On March 9, 1954, journalist Edward R. Murrow took down Senator Joseph McCarthy.
Murrow, the country’s most highly revered journalist at the time, devoted an entire episode of See it Now to the troubling accusations of Senator Joseph McCarthy. The Senator from Wisconsin was obsessed with finding Communist ties among American leaders.
At the end of the show, Murrow turned to the camera, saying:
This is no time for men who oppose Senator McCarthy’s methods to keep silent, or for those who approve. We can deny our heritage and our history, but we cannot escape responsibility for the result. There is no way for a citizen of a republic to abdicate his responsibilities. As a nation we have come into our full inheritance at a tender age. We proclaim ourselves, as indeed we are, the defenders of freedom, wherever it continues to exist in the world, but we cannot defend freedom abroad by deserting it at home.
McCarthy replied to Murrow on on the same three weeks later, but his response was widely panned.
How much did Murrow ultimately contribute to McCarthy’s downfall? Some say the Senator’s popularity was already declining. And lawyer Joseph Welch had already famously asked McCarthy if he had “no sense of decency.”

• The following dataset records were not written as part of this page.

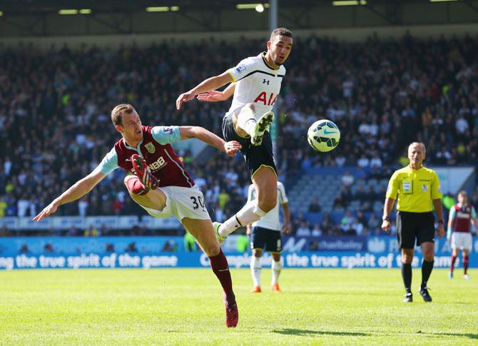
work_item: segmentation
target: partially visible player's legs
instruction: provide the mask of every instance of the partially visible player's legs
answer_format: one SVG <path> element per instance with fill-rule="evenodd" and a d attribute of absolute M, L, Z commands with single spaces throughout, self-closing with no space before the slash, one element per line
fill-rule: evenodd
<path fill-rule="evenodd" d="M 434 244 L 432 242 L 422 243 L 423 253 L 423 263 L 422 263 L 422 283 L 420 285 L 420 295 L 425 302 L 431 302 L 432 297 L 428 292 L 427 283 L 433 270 Z"/>
<path fill-rule="evenodd" d="M 262 249 L 253 249 L 253 257 L 250 259 L 250 273 L 253 275 L 253 293 L 260 292 L 260 271 L 262 270 Z"/>
<path fill-rule="evenodd" d="M 453 278 L 453 270 L 454 269 L 454 263 L 457 261 L 457 257 L 458 249 L 457 248 L 453 248 L 453 250 L 452 250 L 452 257 L 450 258 L 449 273 L 448 274 L 448 278 L 450 279 Z"/>
<path fill-rule="evenodd" d="M 166 195 L 161 189 L 148 190 L 136 175 L 126 175 L 124 183 L 133 200 L 143 207 L 162 210 L 166 205 Z"/>
<path fill-rule="evenodd" d="M 272 289 L 276 293 L 280 292 L 279 288 L 279 275 L 282 270 L 282 263 L 280 263 L 280 253 L 272 253 L 273 261 L 270 264 L 270 269 L 273 272 L 272 281 L 270 285 Z"/>
<path fill-rule="evenodd" d="M 268 166 L 261 166 L 253 176 L 258 199 L 246 203 L 234 216 L 221 224 L 218 233 L 227 237 L 241 226 L 250 225 L 273 210 L 277 203 L 277 176 Z"/>
<path fill-rule="evenodd" d="M 402 249 L 402 279 L 405 286 L 405 299 L 404 302 L 412 302 L 412 261 L 413 260 L 413 249 Z"/>
<path fill-rule="evenodd" d="M 214 235 L 213 223 L 210 220 L 197 220 L 189 218 L 184 218 L 181 220 L 181 223 L 188 232 L 198 240 L 199 245 L 209 258 L 211 269 L 224 290 L 226 325 L 230 327 L 235 327 L 239 320 L 239 312 L 233 290 L 228 260 Z"/>
<path fill-rule="evenodd" d="M 469 280 L 469 276 L 467 274 L 468 272 L 468 263 L 469 261 L 469 250 L 468 249 L 463 249 L 462 253 L 463 256 L 463 278 L 465 280 Z"/>

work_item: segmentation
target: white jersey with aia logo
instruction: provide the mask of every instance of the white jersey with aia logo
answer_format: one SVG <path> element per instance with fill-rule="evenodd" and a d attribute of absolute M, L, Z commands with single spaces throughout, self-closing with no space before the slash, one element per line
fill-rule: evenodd
<path fill-rule="evenodd" d="M 228 71 L 235 82 L 233 104 L 229 113 L 239 113 L 246 103 L 255 106 L 256 114 L 272 111 L 277 101 L 285 68 L 280 66 L 275 70 L 265 58 L 265 53 L 241 61 Z"/>
<path fill-rule="evenodd" d="M 248 193 L 248 202 L 257 199 L 258 195 L 255 192 L 254 184 L 249 185 L 249 191 Z M 268 230 L 278 230 L 280 232 L 282 227 L 280 226 L 280 220 L 279 218 L 279 206 L 283 204 L 288 203 L 287 195 L 285 195 L 285 189 L 284 185 L 280 181 L 278 181 L 278 203 L 275 207 L 272 210 L 269 211 L 264 216 L 260 218 L 258 221 L 252 224 L 253 227 L 262 227 Z"/>

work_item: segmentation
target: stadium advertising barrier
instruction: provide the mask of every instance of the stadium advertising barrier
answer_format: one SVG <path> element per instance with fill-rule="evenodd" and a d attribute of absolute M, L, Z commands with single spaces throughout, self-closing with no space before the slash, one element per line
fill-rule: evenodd
<path fill-rule="evenodd" d="M 236 237 L 228 238 L 230 243 Z M 310 251 L 299 248 L 310 242 L 320 242 L 321 238 L 285 239 L 289 250 L 283 253 L 285 268 L 399 268 L 401 256 L 397 240 L 392 237 L 364 238 L 365 248 L 359 251 Z M 325 242 L 330 242 L 325 238 Z M 334 238 L 332 238 L 334 239 Z M 342 238 L 337 246 L 351 245 Z M 350 239 L 350 238 L 348 239 Z M 345 242 L 345 243 L 343 243 Z M 344 245 L 343 244 L 345 244 Z M 449 243 L 444 239 L 436 242 L 436 268 L 449 266 Z M 327 247 L 332 245 L 327 245 Z M 335 246 L 335 245 L 334 245 Z M 294 248 L 295 247 L 295 248 Z M 478 238 L 473 239 L 472 253 L 478 252 Z M 231 268 L 249 268 L 250 253 L 227 252 Z M 422 261 L 417 248 L 412 266 Z M 460 266 L 461 257 L 457 260 Z M 265 253 L 263 265 L 270 265 L 271 256 Z M 6 238 L 0 243 L 0 269 L 31 268 L 203 268 L 208 267 L 206 255 L 200 251 L 185 250 L 181 237 L 103 237 L 103 238 Z M 470 256 L 469 266 L 478 268 L 478 255 Z"/>
<path fill-rule="evenodd" d="M 176 229 L 181 226 L 174 218 L 159 218 L 143 216 L 140 221 L 136 215 L 130 216 L 53 216 L 40 222 L 34 221 L 30 217 L 9 216 L 0 218 L 0 226 L 9 230 L 68 230 L 85 229 L 93 226 L 96 228 L 131 229 L 135 225 L 145 225 L 152 230 Z"/>

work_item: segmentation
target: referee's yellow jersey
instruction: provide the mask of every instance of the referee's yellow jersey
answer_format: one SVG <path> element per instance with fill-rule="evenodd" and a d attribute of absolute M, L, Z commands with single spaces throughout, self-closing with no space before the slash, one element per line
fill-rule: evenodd
<path fill-rule="evenodd" d="M 426 213 L 433 210 L 432 200 L 442 198 L 438 175 L 434 171 L 422 166 L 410 166 L 395 171 L 388 182 L 387 197 L 397 199 L 399 211 Z"/>

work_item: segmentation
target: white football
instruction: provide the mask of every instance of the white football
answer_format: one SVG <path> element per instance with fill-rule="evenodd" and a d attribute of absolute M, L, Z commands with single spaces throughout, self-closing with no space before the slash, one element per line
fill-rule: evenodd
<path fill-rule="evenodd" d="M 317 120 L 309 128 L 307 138 L 310 146 L 316 151 L 330 151 L 340 141 L 340 130 L 330 120 Z"/>

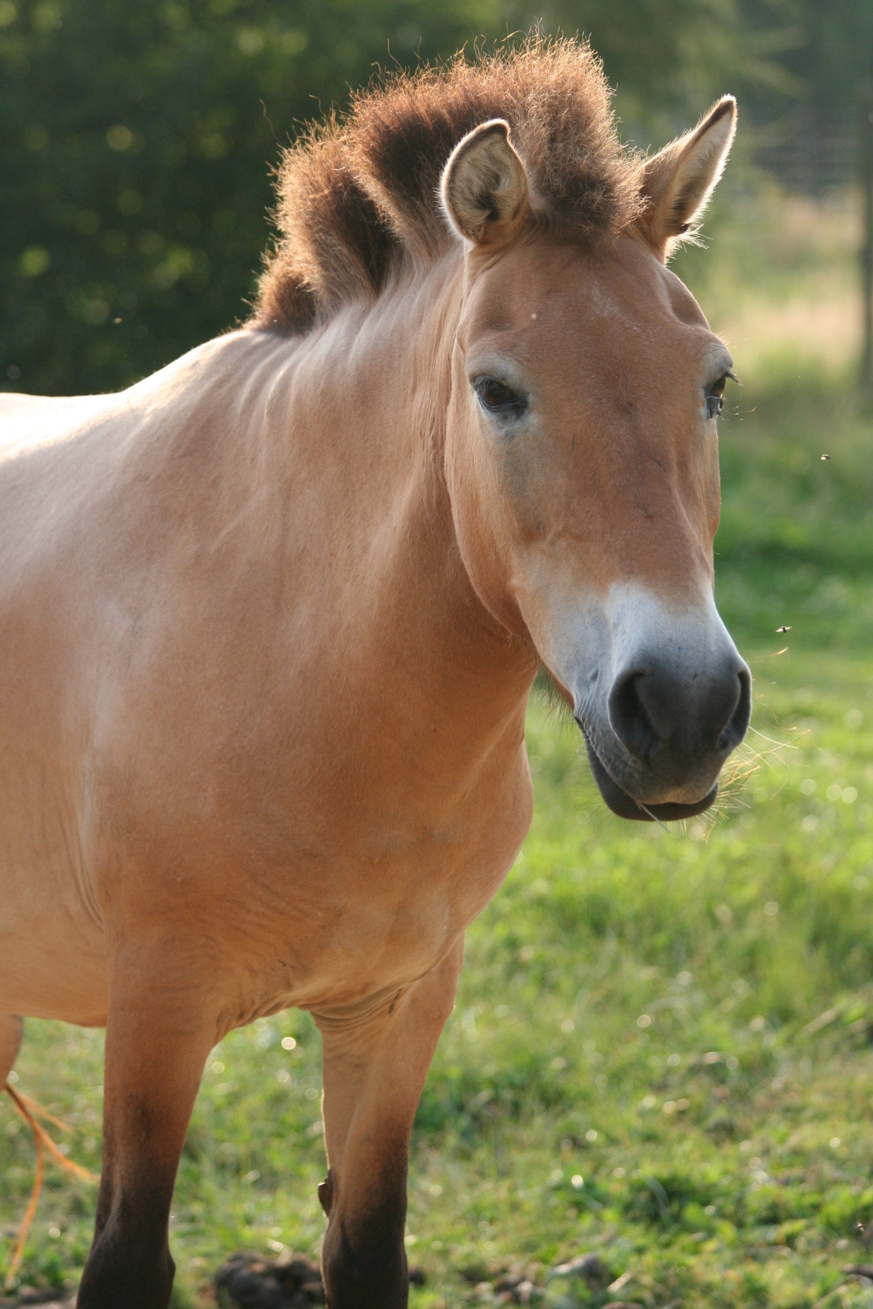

But in our historical memory, it was a brave journalist who performed what we would today call a “takedown” of the Senator.
One thing is for sure: It could never happen today. Journalists in 2017 are seen as partisan, and any effort by a journalist to intervene on behalf of the public to stop a dangerous politician would be seen as “brave” only by those who already disagree with the politician.